As she’s growing up as a teenager, though, Doris is becoming more estranged from her mother, whose concern for her son as his condition worsens becomes obsessive.  She has little control over her temper, lashing out at anyone—the chief nurse at the hospice (Keyla Monterroso), the cop (Jason Burkey) preventing her from getting in to spend the night with Max—who interferes with her attention to her dying son.  And she dismisses offers of help that come from the Suncoast grief counselor (Pam Dougherty), an elderly lady she initially takes for a patient.

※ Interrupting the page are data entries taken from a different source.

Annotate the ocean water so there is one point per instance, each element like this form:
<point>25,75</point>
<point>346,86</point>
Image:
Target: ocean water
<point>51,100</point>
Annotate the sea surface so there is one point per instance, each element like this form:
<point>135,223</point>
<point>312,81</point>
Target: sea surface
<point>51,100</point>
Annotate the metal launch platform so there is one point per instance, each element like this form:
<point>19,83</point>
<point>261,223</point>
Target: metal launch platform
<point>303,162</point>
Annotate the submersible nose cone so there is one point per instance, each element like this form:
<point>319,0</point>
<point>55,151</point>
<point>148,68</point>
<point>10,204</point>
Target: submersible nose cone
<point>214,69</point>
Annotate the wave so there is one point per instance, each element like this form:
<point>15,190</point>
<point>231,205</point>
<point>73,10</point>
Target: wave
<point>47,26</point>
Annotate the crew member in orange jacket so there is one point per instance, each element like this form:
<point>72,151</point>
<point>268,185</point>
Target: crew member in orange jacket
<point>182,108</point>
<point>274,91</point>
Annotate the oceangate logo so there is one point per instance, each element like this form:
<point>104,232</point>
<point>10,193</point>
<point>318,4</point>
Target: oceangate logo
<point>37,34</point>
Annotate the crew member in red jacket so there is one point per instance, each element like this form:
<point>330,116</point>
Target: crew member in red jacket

In a way, Kristine’s anger is understandable.  But her devotion to Max has made her less than attentive to Doris’ needs.  At one point, talking to the grief counselor, she even briefly forgets that she has a second child.  And she has no compunction in berating her daughter for failing to be sufficiently caring toward her brother, in effect guilting her about going out with her friends rather than sitting at Max’s side and talking to him despite his complete unresponsiveness.

This aspect of the narrative is handled with considerable skill; even if the shifts from the teen coming-of-age material and the domestic drama aren’t always handled very smoothly by Chinn and editor Sara Shaw, the nuanced performance of Parker is a great asset, and though Linney comes across as one-note and shrill, the character’s emotional turmoil makes her single-mindedness credible.  The other young performers occasionally come on too strong, but are agreeable enough, and the other members of the supporting cast are all solid. 

But the additional element regarding the Schiavo case and the intervention of Paul, an evangelical right-to-life protestor who nevertheless treats Doris with a nonjudgmental, paternalistic air, comes across not only as implausible but unnecessary.  One might blame Harrelson for the fact  that the character he’s playing seems like a plaster saint, but the truth is, Paul is a screenwriting contrivance and the actor does what he can in a role it’s practically impossible to make convincing.  Harrelson falls back on his general likability, but it’s not enough to make this portion of the plot ring true—even though it does use an actual courtroom battle as a backdrop, if an overly convenient one in dramatic terms, and reflects Chinn’s own experience.

“Suncoast” has an indie movie look, with a gritty production design by Valeria De Felice and costumes by Megan Stark Evans that reflect the period without being overly ostentatious about it.  The cinematography by Bruce Francis Cole is good if a bit dim, declining to beautify the locale while emphasizing the dankness of the interiors, and the score by Este Haim and Christopher Stracey is similarly adequate but unmemorable.

The reach of “Suncoast” exceeds its grasp, but its attempt to tell a story about growing up within the context of family tragedy has resonance, even if it’s hobbled by some unconvincing elements.